Presso molte Istituzioni Pubbliche sono nati i Comitati Nazionali di Bioetica con lo scopo di avere come “oggetto dei suoi studi l’esame sistematico della condotta umana nel campo della scienza della vita e della salute”. Per alcuni, come per il filosofo tedesco Hans Jonas, nella Bioetica non possono darsi risposte definitive in quanto ogni valore morale deve commisurarsi sulla mutevole realtà a cui deve essere applicato. Auspica inoltre una piena libertà della ricerca medica fiducioso che essa abbia in sé stessa le capacità di autoregolamentarsi, cosa naturalmente che si spera lo sia.

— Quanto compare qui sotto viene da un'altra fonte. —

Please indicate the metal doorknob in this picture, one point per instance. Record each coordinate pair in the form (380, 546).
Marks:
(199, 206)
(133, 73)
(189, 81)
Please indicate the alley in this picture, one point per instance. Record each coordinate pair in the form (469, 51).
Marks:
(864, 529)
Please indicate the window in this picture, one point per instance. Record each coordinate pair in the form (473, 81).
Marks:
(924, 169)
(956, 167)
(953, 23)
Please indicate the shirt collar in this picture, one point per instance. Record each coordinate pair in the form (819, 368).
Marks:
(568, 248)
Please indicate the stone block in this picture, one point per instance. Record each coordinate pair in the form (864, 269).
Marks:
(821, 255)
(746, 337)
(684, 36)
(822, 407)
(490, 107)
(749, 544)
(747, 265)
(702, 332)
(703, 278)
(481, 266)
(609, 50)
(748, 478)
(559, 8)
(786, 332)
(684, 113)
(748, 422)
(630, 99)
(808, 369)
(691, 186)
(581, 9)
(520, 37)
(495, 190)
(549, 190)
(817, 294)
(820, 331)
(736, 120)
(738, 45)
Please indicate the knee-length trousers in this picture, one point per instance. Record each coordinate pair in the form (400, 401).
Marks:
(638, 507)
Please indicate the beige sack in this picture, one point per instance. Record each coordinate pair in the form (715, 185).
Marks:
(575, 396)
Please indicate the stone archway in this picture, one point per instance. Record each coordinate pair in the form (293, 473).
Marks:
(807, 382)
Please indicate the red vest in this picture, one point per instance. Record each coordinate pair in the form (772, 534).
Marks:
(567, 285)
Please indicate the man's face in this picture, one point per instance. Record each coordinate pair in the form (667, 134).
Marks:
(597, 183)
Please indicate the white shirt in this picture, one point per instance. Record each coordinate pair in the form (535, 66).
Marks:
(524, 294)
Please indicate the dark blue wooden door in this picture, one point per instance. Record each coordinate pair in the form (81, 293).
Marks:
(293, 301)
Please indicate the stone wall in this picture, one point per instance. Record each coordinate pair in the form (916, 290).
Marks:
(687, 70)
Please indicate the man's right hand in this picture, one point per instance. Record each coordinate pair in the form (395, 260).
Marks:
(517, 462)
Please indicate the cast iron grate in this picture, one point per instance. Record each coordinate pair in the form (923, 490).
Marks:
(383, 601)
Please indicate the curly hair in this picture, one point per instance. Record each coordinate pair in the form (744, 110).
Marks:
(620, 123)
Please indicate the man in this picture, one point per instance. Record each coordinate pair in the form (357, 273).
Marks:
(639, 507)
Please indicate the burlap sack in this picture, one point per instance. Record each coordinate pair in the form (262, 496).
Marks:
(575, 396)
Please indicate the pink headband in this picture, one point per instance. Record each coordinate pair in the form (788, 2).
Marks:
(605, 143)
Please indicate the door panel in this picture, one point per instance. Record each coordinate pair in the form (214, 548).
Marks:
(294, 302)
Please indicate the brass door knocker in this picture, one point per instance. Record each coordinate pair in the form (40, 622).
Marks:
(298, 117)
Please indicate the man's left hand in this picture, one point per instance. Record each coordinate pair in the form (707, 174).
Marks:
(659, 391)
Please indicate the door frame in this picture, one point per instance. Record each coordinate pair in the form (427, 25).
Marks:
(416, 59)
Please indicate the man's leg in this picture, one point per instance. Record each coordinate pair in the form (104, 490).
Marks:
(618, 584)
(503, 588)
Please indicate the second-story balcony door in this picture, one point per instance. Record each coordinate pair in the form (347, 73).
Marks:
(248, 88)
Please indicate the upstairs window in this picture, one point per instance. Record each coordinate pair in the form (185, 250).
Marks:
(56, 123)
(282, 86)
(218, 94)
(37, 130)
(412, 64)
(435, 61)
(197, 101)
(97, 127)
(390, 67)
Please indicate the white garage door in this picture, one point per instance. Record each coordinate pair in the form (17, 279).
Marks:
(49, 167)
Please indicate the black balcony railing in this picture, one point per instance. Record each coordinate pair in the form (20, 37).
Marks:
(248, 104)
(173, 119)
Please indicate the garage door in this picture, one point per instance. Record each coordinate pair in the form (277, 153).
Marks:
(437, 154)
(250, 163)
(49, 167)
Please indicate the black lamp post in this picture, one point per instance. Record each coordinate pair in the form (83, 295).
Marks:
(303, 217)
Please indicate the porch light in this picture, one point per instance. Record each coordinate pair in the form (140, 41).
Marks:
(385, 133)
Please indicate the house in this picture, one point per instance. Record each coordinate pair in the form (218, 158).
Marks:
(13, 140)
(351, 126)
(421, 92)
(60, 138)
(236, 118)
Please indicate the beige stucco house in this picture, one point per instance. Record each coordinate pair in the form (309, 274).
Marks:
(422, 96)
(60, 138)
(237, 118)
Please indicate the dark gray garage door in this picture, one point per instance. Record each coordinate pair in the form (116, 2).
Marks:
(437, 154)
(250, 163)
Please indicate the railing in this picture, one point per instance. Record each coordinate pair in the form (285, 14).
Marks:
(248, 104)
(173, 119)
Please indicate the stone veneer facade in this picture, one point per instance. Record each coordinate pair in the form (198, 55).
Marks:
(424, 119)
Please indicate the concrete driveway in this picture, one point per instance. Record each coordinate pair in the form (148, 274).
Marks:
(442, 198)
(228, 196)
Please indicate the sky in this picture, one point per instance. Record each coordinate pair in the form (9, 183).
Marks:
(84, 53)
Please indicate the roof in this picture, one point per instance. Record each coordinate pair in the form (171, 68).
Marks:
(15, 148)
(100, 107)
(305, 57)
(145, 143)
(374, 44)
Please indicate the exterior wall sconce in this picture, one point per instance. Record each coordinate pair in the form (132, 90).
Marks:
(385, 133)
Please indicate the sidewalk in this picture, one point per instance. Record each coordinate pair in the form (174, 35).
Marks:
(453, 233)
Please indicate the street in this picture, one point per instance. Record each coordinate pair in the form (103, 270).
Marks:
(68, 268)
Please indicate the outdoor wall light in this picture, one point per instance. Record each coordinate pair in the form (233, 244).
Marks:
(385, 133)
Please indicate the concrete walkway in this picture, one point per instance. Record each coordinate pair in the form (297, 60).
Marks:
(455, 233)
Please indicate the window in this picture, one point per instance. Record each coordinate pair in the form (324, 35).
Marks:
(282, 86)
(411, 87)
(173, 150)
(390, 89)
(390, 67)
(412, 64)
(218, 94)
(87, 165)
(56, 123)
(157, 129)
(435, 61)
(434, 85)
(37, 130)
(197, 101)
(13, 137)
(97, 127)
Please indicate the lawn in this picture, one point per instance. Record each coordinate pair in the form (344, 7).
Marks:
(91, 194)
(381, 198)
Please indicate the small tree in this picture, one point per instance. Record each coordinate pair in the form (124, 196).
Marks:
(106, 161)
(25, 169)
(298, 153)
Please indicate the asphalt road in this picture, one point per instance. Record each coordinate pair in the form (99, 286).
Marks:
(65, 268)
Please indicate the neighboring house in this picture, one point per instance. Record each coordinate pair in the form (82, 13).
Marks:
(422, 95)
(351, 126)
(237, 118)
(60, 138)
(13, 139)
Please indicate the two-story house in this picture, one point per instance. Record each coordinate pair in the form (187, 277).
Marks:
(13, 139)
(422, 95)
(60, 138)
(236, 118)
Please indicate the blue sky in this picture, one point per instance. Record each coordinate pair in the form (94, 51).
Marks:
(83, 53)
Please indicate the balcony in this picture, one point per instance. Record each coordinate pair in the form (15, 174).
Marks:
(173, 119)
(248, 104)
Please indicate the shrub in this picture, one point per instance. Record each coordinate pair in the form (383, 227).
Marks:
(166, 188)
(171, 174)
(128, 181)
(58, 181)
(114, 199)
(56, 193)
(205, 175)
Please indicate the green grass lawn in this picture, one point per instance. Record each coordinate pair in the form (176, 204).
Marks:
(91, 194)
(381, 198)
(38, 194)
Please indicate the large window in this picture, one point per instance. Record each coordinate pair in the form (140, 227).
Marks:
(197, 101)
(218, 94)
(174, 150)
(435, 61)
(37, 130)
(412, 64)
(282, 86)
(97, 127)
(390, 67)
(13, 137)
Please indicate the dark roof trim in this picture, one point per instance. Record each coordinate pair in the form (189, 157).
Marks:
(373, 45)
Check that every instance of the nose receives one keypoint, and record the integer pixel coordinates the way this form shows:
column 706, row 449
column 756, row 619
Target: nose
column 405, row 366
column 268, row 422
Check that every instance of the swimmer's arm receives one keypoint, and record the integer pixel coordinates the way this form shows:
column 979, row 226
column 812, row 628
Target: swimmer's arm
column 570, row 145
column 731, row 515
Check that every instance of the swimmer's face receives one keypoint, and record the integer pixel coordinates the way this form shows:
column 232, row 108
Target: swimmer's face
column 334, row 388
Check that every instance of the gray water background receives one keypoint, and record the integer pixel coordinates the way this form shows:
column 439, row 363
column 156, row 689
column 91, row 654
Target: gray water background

Purtroppo c’è da dire che ogni anno, come nel 2021 in Italia, si perpetrano molti omicidi volontari (295) e femminicidi (104). Attenzione poi all’uso indiscriminato dell’Intelligenza Artificiale: può essere pericoloso!
All’idea della sacralità e indisponibilità della vita nella Teologia cristiana si connettono la proibizione dell’aborto, l’illiceità del suicidio ‘consapevole’, il rifiuto dell’eutanasia e l’immoralità della manipolazione genetica. La Bioetica cattolica, in particolare, sostiene che ciascun essere umano ha il diritto/dovere alla vita, intendendosi, con questa definizione, la forma di vita umana dal momento del suo concepimento a quello della sua morte naturale. Questo, però, è un altro discorso.
Concludo con un pensiero del grande poeta portoghese nato a Rio de Janeiro Paulo Coelho. “Sogna ciò che ti va; vai dove vuoi; sii ciò che vuoi essere, perché hai solo una vita e una possibilità di fare le cose che vuoi fare”.